I am so sorry for your trouble,
Paddy
I have been following your journey and I am so sorry for your loss but also the ultimate betrayal of your son moving somewhere where he should have experienced care ending in his avoidable death. I am so sorry that as a family you are not only experiencing your grief but are also having to fight to get to the truth. My heart goes out to you all and I really hope that this case will be picked up by the national media to bring to light how the most vulnerable members of our society are being let own.
Bethan
Wow. Post-Winterbourne, this is beyond my worst imaginings.
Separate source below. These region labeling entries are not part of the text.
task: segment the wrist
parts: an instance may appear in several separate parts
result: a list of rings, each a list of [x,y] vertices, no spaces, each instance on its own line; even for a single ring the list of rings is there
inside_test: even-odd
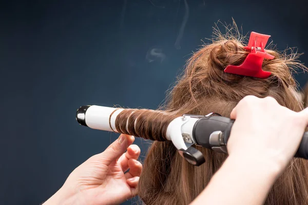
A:
[[[42,205],[72,204],[74,204],[74,195],[62,187]]]
[[[234,153],[226,159],[230,163],[236,165],[235,169],[243,171],[253,172],[254,174],[273,182],[283,170],[282,160],[274,160],[265,154]]]

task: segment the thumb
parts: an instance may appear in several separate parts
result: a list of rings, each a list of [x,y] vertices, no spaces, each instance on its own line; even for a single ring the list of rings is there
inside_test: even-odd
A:
[[[127,149],[128,135],[121,134],[118,139],[103,152],[99,154],[100,157],[104,159],[106,165],[109,166],[112,162],[117,160]]]

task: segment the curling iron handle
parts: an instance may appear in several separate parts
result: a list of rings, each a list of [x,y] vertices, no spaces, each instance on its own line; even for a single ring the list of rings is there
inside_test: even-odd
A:
[[[308,159],[308,132],[304,133],[295,157]]]

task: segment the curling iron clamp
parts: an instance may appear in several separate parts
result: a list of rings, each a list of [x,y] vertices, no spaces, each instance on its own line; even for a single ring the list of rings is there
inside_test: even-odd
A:
[[[76,119],[80,125],[92,129],[119,132],[116,128],[116,119],[123,110],[82,106],[77,110]],[[170,122],[166,135],[186,161],[199,166],[205,162],[204,157],[191,145],[227,153],[226,145],[234,122],[234,120],[216,113],[205,116],[184,115]],[[295,157],[308,159],[308,132],[304,133]]]

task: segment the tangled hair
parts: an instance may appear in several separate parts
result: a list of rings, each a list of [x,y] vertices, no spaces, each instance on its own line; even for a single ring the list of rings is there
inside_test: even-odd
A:
[[[240,65],[249,53],[244,48],[245,39],[236,26],[226,28],[225,35],[216,30],[217,37],[213,43],[203,46],[188,60],[184,73],[170,92],[164,108],[166,112],[126,110],[117,118],[118,130],[156,140],[148,150],[138,186],[139,195],[147,205],[189,204],[227,157],[226,154],[194,146],[202,152],[205,162],[197,167],[186,161],[172,143],[166,141],[166,126],[175,117],[210,112],[229,117],[232,109],[248,95],[272,96],[295,111],[303,109],[292,77],[296,69],[306,69],[297,60],[298,55],[265,49],[275,56],[263,63],[263,70],[272,73],[267,78],[226,73],[224,69],[227,65]],[[148,123],[149,119],[154,122]],[[308,204],[307,177],[307,161],[292,159],[273,186],[265,204]]]

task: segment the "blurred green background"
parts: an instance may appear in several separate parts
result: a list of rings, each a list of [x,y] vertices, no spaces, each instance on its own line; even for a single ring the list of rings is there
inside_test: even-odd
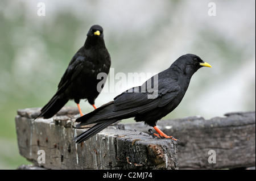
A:
[[[115,74],[158,73],[188,53],[212,66],[195,74],[183,102],[164,119],[255,110],[255,1],[214,1],[216,16],[208,15],[210,2],[1,1],[0,169],[28,163],[19,154],[16,110],[44,106],[95,24],[104,29]],[[39,2],[46,16],[38,15]],[[96,106],[140,83],[104,90]],[[81,104],[84,112],[93,109]]]

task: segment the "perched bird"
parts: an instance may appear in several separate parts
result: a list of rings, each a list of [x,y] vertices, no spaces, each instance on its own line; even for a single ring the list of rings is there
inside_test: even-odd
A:
[[[161,131],[156,127],[156,122],[179,105],[192,76],[203,66],[211,67],[195,54],[180,57],[169,68],[153,76],[141,86],[127,90],[113,101],[76,119],[76,121],[80,123],[77,127],[96,124],[73,140],[81,143],[118,120],[134,117],[136,121],[144,121],[152,127],[159,137],[177,140]]]
[[[87,39],[75,54],[58,85],[56,94],[41,110],[37,117],[48,119],[56,113],[70,99],[79,106],[80,99],[86,99],[96,109],[94,100],[100,94],[97,86],[103,80],[97,78],[98,74],[108,75],[111,64],[110,56],[105,47],[103,29],[99,25],[93,26],[87,33]],[[102,85],[104,86],[104,84]],[[36,118],[37,118],[36,117]]]

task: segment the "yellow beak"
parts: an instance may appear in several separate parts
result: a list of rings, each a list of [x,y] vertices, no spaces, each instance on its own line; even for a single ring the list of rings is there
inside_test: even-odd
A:
[[[100,32],[100,31],[97,30],[96,32],[94,32],[94,35],[98,35],[99,36],[101,34],[101,32]]]
[[[202,63],[200,63],[199,64],[201,66],[207,66],[208,68],[212,68],[212,66],[210,66],[210,65],[207,62],[202,62]]]

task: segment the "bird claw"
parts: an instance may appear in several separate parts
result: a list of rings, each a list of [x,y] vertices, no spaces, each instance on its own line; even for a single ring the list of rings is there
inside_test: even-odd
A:
[[[167,136],[167,137],[164,137],[164,136],[161,136],[160,135],[158,134],[156,134],[156,133],[154,133],[152,131],[151,129],[148,129],[148,132],[150,133],[149,134],[149,135],[151,136],[153,138],[156,138],[157,139],[164,139],[164,138],[170,138],[170,139],[172,139],[172,140],[175,141],[177,144],[180,144],[180,141],[177,140],[177,139],[175,139],[172,136]]]

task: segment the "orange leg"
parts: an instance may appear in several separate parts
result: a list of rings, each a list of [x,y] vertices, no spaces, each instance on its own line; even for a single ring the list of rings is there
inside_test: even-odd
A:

Presumably there will be publicity at local and national level – not that that will help you, or bring LB back – but people ought to know.
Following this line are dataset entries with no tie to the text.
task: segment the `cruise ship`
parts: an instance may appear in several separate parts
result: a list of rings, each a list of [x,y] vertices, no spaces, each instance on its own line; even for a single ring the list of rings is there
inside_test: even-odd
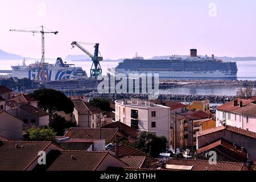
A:
[[[160,78],[237,78],[236,62],[226,62],[207,56],[197,56],[197,50],[190,50],[190,56],[174,56],[170,59],[144,59],[135,56],[125,59],[115,68],[115,74],[158,73]]]
[[[81,67],[76,67],[75,64],[65,64],[61,57],[57,58],[55,64],[45,63],[44,65],[46,72],[49,76],[49,81],[87,78],[86,73]],[[38,61],[26,65],[23,60],[22,65],[11,67],[11,76],[19,79],[27,78],[31,80],[35,80],[40,67],[40,62]]]

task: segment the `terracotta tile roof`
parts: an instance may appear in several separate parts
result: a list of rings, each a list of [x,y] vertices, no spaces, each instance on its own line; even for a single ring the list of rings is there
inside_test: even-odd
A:
[[[191,171],[242,171],[245,165],[242,163],[217,162],[210,164],[208,160],[169,159],[166,164],[192,166]]]
[[[49,115],[47,112],[46,112],[43,110],[35,107],[30,105],[28,104],[22,105],[20,105],[20,107],[33,114],[34,115],[37,115],[39,117]]]
[[[0,140],[2,140],[2,141],[8,141],[8,140],[9,140],[9,139],[8,138],[5,138],[5,137],[4,137],[3,136],[0,135]]]
[[[128,164],[130,167],[140,168],[146,162],[146,156],[129,156],[119,158],[121,160]]]
[[[256,96],[251,97],[251,98],[250,98],[250,100],[256,101]]]
[[[72,101],[75,108],[77,110],[79,114],[88,114],[88,112],[90,114],[97,114],[102,112],[100,109],[81,100],[73,100]]]
[[[87,151],[92,146],[92,142],[62,142],[63,148],[68,150]]]
[[[15,101],[6,101],[5,104],[11,108],[14,108],[18,106],[18,103]]]
[[[171,101],[166,101],[164,102],[164,105],[168,107],[170,107],[171,110],[177,109],[179,108],[184,108],[187,107],[188,106],[184,105],[180,102],[170,102]]]
[[[0,171],[26,170],[49,142],[0,141]]]
[[[1,96],[0,96],[0,101],[5,101],[5,100],[3,97],[2,97]]]
[[[226,129],[228,131],[236,133],[242,135],[249,136],[251,138],[256,138],[256,133],[247,131],[246,130],[243,130],[241,129],[238,129],[238,127],[236,127],[234,126],[231,126],[229,125],[227,125],[226,127]]]
[[[236,109],[237,109],[240,107],[240,101],[242,101],[243,104],[243,106],[246,106],[251,102],[254,102],[253,100],[245,100],[245,99],[240,99],[237,98],[237,105],[234,106],[234,101],[231,101],[228,103],[226,103],[224,105],[222,105],[220,106],[218,106],[217,107],[217,109],[218,110],[222,110],[225,111],[232,111],[235,110]]]
[[[105,139],[106,143],[115,139],[117,129],[71,128],[66,134],[72,139]]]
[[[247,160],[247,152],[245,149],[243,149],[242,151],[241,147],[236,146],[235,147],[232,142],[226,141],[223,139],[218,139],[216,142],[199,148],[196,151],[196,154],[200,154],[202,152],[212,150],[213,148],[218,148],[218,151],[220,150],[222,153],[226,153],[226,151],[228,151],[229,154],[230,152],[236,154],[237,156],[239,156],[241,160],[245,162]],[[227,155],[228,155],[228,154]],[[238,158],[236,158],[237,160],[240,160],[240,159]]]
[[[117,129],[118,128],[119,131],[121,131],[123,134],[126,136],[133,135],[135,137],[137,137],[138,135],[138,131],[137,130],[130,127],[128,125],[120,122],[117,121],[113,123],[103,126],[102,128],[108,128],[108,129]]]
[[[47,171],[96,171],[108,155],[111,155],[108,152],[53,151],[47,158],[52,159]],[[123,163],[124,167],[128,166],[118,159],[113,158]],[[109,163],[109,161],[106,162]]]
[[[256,104],[250,103],[246,106],[233,110],[232,113],[256,116]]]
[[[113,152],[115,152],[115,150],[114,148],[110,150]],[[146,163],[149,164],[150,166],[154,166],[158,162],[158,160],[153,157],[147,155],[142,151],[125,144],[118,146],[118,155],[120,156],[146,156]]]
[[[2,93],[7,93],[12,92],[13,91],[9,89],[9,88],[3,86],[3,85],[0,85],[0,94]]]
[[[28,103],[30,102],[37,101],[36,100],[22,93],[13,97],[13,98],[8,100],[8,101],[15,101],[17,103]]]
[[[229,126],[229,125],[226,125],[226,126],[221,126],[214,127],[214,128],[212,128],[212,129],[210,129],[209,130],[201,131],[197,132],[196,133],[196,135],[197,136],[200,136],[205,135],[207,135],[207,134],[208,134],[210,133],[213,133],[214,132],[217,132],[217,131],[221,131],[221,130],[226,130],[227,131],[229,131],[238,134],[242,135],[244,136],[249,136],[249,137],[251,137],[251,138],[256,138],[256,133],[250,131],[247,131],[246,130],[243,130],[243,129],[239,129],[238,127]]]

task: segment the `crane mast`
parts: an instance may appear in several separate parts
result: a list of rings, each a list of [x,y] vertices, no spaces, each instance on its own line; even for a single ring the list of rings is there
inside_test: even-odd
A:
[[[98,76],[102,73],[102,69],[101,69],[100,61],[103,60],[103,57],[98,56],[98,53],[100,52],[98,47],[100,44],[98,43],[95,44],[94,55],[92,54],[86,49],[85,49],[80,44],[82,44],[82,43],[79,42],[79,42],[74,41],[71,43],[71,46],[72,46],[73,48],[74,48],[75,46],[76,46],[92,59],[93,64],[92,65],[92,67],[90,68],[90,76],[91,78],[97,79]]]
[[[10,31],[21,32],[30,32],[30,33],[40,33],[42,36],[42,57],[41,61],[40,63],[39,67],[38,68],[38,75],[36,75],[36,81],[40,81],[40,78],[42,81],[49,81],[48,73],[46,72],[46,65],[44,62],[44,34],[54,34],[57,35],[58,31],[49,31],[46,32],[44,30],[44,27],[41,26],[42,30],[15,30],[10,29]]]

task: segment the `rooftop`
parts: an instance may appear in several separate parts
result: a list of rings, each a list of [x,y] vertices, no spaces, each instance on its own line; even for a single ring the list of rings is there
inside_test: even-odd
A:
[[[170,108],[168,107],[162,105],[156,105],[151,102],[150,101],[143,101],[140,100],[117,100],[115,101],[115,104],[122,105],[123,106],[129,106],[131,107],[148,109],[148,108]]]
[[[66,136],[72,139],[105,139],[106,142],[114,139],[117,129],[71,128]]]
[[[146,162],[146,156],[129,156],[120,158],[119,159],[128,164],[130,167],[140,168]]]
[[[8,93],[12,92],[13,91],[9,88],[3,85],[0,85],[0,94]]]
[[[168,165],[177,165],[191,167],[191,171],[242,171],[245,166],[242,163],[217,162],[211,164],[208,160],[169,159],[166,162]]]
[[[88,102],[85,102],[80,100],[73,100],[72,101],[74,104],[75,108],[77,110],[79,114],[88,114],[89,113],[92,114],[102,112],[100,109],[91,105]]]
[[[226,130],[227,131],[229,131],[238,134],[240,134],[242,135],[253,138],[256,139],[256,133],[247,131],[246,130],[243,130],[241,129],[239,129],[238,127],[236,127],[234,126],[226,125],[226,126],[218,126],[216,127],[214,127],[209,130],[199,131],[196,133],[197,136],[207,135],[208,134],[215,133],[219,131],[222,131]]]
[[[48,158],[52,159],[47,171],[96,171],[108,155],[108,152],[81,151],[53,151]],[[114,158],[114,157],[113,157]],[[117,158],[117,160],[123,163]],[[127,165],[123,163],[124,166]]]
[[[114,148],[110,150],[114,152]],[[153,166],[158,162],[158,160],[151,156],[146,155],[144,152],[136,148],[128,146],[125,144],[122,144],[118,146],[118,155],[121,157],[123,156],[146,156],[146,163]]]
[[[43,110],[35,107],[28,104],[22,105],[20,105],[20,107],[39,117],[48,115],[48,114]]]
[[[133,127],[130,127],[125,123],[119,122],[114,122],[111,123],[103,126],[102,128],[109,128],[109,129],[117,129],[118,128],[119,130],[125,135],[133,135],[137,136],[138,135],[138,131],[137,130]]]
[[[0,141],[0,171],[24,171],[46,151],[50,142]]]

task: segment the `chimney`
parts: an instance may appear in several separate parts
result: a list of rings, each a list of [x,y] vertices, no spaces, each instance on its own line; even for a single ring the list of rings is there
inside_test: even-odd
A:
[[[190,57],[197,57],[197,50],[196,49],[190,49]]]
[[[238,104],[238,102],[237,101],[237,100],[236,99],[235,99],[234,101],[233,101],[233,106],[237,106]]]
[[[212,55],[212,60],[213,61],[214,60],[214,55]]]
[[[118,139],[119,136],[118,135],[115,135],[115,156],[118,158]]]
[[[243,102],[242,101],[240,101],[239,107],[242,107],[243,106]]]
…… because no one carers – they don’t see our kids as individuals but as a label of their disability……. it is abhorrent….. Solidarity
I searched for the report and as I read I really hoped it was the wrong one…then of course I realised it was the unit LB had a bath in;
“We asked about bathing and observation routines of those who may have an epileptic fit
on the unit. We heard from two nurses that these had recently changed. The senior nurse
in charge of the unit described that people with epilepsy were now “routinely observed
discreetly” whilst bathing. This had been an organisational response put into place after a
death on the unit this summer.” p12
Throughout the report, the inspectors comment upon the attitude of staff – anyone with a modicum of intelligence knows that when being observed, you are on your best behaviour yet the *nursing staff* (CQC descriptor) are a disgrace to the profession.
The CQC Report contains harrowing reading, more so when read in the knowledge that this is where LB died.
I’m so sorry for your devastating loss. xx
Words fail me. I am so, so sorry.
Are they going to do a serious case review?
Sorry for your loss.
I knew your Son and he infected me with his laugh. I worked there and seriously there were some staff that did care.